Irene’s training consisted of diving into water and jumping off the first “dryboard” in Australia. Diving boards in the 1930s were long planks of wood, their ends covered with coconut matting, and Tom Snr had erected one in the gym at the back of the Richmond Baths. Irene would spend hours jumping and spinning from the board, landing on her feet on the ground.
At the age of 15, Irene became Open National Champion on springboard. She considered herself a springboard diver, however, she was also a strong tower diver. When, many years later, a young Jenny Donnet asked her Aunt which height she preferred, her answer was instant. “Springboard, Dear. I used to get terribly nervous on the diving tower but I was more afraid of disappointing my Grandfather. In those days, we dived from all heights; it was too expensive to go [… to competitions …] for just for one event”.

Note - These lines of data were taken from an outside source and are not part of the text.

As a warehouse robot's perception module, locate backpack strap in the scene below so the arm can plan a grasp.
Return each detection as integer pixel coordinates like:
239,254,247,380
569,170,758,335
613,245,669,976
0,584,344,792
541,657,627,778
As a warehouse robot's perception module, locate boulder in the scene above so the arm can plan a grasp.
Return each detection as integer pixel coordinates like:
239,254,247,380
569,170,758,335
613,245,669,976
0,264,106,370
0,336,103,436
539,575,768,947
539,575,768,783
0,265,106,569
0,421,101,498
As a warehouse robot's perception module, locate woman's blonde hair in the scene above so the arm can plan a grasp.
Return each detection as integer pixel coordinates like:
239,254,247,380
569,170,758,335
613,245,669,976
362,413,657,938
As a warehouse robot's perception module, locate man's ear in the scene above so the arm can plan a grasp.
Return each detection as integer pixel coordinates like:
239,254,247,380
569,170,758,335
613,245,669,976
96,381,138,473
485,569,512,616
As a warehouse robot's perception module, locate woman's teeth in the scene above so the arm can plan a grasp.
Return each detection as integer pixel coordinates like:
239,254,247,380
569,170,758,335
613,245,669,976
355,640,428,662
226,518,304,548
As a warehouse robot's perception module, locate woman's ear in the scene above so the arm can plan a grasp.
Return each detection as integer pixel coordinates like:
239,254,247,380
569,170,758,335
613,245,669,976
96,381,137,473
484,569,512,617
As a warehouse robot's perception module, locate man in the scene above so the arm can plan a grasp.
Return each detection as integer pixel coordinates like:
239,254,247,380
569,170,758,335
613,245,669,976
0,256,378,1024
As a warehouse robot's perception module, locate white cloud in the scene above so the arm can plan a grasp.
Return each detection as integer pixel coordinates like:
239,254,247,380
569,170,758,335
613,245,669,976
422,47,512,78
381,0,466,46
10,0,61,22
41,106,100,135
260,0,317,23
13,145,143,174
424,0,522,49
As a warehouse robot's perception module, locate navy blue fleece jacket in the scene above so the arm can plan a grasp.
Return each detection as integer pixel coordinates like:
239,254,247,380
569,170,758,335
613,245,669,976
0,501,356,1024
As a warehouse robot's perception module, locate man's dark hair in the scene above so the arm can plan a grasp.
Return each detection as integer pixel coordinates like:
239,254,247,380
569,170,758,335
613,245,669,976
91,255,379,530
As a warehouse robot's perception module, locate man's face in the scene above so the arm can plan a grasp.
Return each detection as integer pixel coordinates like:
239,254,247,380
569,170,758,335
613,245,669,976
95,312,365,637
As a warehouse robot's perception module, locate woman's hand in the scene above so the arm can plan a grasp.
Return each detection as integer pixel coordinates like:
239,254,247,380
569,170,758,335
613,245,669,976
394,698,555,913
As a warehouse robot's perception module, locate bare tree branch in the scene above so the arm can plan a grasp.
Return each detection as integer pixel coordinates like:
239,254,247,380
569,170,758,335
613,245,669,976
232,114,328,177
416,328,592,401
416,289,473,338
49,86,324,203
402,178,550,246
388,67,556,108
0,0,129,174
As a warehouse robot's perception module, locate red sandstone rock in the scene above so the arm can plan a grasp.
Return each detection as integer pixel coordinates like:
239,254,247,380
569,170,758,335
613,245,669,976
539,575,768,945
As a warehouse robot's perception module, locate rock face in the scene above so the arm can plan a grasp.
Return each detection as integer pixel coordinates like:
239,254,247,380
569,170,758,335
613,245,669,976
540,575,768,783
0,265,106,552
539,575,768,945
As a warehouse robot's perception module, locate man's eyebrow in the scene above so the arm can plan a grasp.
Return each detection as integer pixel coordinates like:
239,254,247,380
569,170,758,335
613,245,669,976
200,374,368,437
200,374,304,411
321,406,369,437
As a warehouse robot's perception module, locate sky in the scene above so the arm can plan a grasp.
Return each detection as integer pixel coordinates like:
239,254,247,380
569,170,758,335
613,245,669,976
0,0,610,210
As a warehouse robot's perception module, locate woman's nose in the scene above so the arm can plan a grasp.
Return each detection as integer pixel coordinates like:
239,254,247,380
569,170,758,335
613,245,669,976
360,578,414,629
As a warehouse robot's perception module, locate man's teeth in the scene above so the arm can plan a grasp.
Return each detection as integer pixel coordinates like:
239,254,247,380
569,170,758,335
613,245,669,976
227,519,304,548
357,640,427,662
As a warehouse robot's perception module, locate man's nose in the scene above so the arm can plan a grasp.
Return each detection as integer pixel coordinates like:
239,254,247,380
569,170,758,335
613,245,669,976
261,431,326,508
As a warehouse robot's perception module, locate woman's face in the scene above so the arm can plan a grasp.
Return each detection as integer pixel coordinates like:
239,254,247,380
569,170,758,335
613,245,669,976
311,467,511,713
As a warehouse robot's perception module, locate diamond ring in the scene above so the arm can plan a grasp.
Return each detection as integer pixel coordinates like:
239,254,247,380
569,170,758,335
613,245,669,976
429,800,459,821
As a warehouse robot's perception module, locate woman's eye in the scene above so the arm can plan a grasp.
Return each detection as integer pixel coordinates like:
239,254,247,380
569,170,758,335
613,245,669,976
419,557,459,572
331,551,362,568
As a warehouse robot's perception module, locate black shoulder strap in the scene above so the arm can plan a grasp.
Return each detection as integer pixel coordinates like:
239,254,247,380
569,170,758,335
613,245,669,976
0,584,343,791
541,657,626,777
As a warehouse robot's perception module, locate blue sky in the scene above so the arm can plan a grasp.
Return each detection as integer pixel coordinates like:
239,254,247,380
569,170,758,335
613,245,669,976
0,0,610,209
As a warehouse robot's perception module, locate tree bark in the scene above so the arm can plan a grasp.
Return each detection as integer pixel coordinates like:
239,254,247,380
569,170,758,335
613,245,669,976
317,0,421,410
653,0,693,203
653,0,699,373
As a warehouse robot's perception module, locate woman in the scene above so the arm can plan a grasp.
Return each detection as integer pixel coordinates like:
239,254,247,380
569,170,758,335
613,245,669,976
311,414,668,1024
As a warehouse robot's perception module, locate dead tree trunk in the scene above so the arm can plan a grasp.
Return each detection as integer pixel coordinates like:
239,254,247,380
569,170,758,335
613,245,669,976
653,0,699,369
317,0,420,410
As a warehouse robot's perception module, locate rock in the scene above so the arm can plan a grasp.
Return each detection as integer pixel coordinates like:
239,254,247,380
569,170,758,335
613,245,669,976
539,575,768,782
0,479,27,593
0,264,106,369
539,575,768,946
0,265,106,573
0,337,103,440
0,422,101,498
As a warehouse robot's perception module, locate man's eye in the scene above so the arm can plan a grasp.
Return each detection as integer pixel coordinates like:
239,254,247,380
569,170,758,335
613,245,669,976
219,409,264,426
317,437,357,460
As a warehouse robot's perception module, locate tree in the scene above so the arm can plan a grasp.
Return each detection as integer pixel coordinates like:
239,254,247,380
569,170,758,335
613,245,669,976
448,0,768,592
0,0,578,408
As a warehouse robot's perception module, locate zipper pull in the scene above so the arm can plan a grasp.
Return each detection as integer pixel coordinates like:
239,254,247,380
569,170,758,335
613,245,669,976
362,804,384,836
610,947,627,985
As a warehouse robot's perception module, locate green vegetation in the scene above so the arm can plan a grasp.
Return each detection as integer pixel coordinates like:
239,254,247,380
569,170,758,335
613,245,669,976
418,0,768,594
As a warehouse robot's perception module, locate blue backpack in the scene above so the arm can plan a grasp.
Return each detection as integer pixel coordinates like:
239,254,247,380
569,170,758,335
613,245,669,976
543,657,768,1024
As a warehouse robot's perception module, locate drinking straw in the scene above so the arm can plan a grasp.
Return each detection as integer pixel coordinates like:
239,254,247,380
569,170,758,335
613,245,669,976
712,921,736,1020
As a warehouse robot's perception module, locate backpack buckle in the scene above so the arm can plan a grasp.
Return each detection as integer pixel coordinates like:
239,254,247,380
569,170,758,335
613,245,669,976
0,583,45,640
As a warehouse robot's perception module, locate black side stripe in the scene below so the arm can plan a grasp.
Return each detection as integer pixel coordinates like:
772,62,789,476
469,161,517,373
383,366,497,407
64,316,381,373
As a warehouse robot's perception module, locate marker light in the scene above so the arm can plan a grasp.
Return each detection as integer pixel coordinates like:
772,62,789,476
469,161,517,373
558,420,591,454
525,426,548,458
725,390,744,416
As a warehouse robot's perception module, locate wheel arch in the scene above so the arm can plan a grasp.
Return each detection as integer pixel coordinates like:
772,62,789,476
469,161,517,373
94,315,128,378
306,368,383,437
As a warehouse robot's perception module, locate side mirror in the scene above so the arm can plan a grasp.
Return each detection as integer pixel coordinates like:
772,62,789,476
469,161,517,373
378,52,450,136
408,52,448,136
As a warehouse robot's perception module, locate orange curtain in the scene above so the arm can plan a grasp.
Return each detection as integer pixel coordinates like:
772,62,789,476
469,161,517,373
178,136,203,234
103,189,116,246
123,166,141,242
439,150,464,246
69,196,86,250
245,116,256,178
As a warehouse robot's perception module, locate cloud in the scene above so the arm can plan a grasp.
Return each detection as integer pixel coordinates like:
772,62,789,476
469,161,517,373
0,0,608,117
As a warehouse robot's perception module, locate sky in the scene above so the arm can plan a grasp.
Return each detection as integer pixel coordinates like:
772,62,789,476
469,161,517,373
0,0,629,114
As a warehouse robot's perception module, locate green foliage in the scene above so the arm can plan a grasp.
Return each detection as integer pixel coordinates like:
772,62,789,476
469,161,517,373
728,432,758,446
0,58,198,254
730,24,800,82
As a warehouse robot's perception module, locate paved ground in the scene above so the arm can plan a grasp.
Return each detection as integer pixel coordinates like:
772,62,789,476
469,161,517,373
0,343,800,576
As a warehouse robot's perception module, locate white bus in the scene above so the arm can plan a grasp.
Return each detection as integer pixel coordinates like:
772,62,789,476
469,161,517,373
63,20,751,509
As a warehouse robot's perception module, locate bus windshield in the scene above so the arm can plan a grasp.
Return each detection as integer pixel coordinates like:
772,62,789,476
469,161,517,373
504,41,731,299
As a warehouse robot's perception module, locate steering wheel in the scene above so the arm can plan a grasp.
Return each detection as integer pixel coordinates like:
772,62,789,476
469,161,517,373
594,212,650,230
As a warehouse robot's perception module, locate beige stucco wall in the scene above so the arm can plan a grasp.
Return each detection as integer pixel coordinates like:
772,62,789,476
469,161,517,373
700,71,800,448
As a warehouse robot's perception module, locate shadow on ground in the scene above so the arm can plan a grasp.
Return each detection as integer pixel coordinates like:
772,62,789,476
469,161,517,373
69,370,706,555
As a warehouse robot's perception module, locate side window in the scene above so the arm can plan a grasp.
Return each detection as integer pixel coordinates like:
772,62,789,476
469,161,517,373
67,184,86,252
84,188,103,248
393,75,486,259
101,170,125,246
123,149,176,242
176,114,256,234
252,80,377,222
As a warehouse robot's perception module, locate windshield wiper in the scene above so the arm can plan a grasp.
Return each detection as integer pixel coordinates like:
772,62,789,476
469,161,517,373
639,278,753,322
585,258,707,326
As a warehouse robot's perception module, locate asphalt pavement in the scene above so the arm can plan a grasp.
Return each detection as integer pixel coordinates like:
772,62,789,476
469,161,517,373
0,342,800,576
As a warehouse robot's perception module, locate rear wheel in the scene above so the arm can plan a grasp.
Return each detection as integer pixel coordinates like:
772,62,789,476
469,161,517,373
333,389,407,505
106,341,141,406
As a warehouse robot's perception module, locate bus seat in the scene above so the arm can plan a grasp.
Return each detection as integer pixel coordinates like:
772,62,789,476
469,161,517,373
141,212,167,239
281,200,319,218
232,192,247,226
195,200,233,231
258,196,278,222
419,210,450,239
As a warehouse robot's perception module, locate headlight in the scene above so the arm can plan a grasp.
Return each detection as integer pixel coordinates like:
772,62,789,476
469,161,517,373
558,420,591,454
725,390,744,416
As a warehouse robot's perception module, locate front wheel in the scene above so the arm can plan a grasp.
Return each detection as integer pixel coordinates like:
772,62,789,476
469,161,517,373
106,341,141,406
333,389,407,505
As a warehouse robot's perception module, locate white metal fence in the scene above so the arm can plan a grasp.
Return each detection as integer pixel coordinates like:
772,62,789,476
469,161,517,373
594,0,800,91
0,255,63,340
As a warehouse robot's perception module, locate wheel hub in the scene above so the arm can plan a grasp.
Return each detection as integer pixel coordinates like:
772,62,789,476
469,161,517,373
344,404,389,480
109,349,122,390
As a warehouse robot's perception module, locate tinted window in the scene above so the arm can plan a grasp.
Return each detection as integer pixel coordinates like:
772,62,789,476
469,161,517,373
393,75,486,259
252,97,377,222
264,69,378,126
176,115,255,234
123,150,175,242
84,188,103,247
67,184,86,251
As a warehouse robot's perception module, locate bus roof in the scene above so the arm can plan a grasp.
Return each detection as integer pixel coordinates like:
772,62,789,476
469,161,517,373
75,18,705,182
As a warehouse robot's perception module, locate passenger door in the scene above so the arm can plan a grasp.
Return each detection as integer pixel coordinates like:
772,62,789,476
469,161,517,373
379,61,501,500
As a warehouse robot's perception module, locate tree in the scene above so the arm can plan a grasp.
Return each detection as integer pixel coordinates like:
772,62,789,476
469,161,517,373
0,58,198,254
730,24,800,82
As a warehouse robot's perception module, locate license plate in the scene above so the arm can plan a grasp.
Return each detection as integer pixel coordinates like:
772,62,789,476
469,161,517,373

By age 20, Irene represented Australia in the springboard and platform events at the 1938 British Empire and Commonwealth Games in Sydney. This was the biggest event she had ever competed in. She loved the cosmopolitan atmosphere of the Village, meeting athletes from around the Empire. Fiercely Australian, she was deeply honoured to wear the Aussie blazer with its Coat of Arms. No stranger to crowds, Irene performed superbly in the springboard event to win the title of Empire and Commonwealth Games Champion! The self-described springboard specialist followed up with a silver medal in the tower event.
The following year, Irene flew to Darwin to marry her long-time love, Dave Ellerton, now a Squadron Leader in the RAAF. This love would last a lifetime. With the 1940 Olympics cancelled due to the escalation of World War II, Irene turned her attention towards family. Over the next few years, the Ellerton family grew to six, with the birth of four children.
When the 1948 Olympics were announced, Irene’s need to dive resurfaced. After all, behind her mild mannered exterior was a woman driven to excellence. At age 30, a mother of four, she competed in the Victorian Open Championships. Another diver in that event was 19-year-old Barbara McAulay who would later become Irene’s sister-in-law and life long friend. Irene went on to the Australian Open Championships, narrowly missing a place on the Olympic Team.
After the war, Irene and Dave joined the family business, helping to build and teach at the Donnets’ purpose-built learn to swim pool in Rose Street, Armadale. Years later, they managed a second venue in the outer east, before the unassuming champion and her husband retired to the sleepy seaside village of San Remo.
The epitome of the Quiet Achiever, Irene Donnet was Mother Earth, Wonder Woman and a pioneer for women all rolled into one. But it was pointless trying to tell her this! She always responded with a shake of the head, a little half laugh and a flick of the hand as she said “Oh no I’m not, dear. I’ve had a fortunate life.”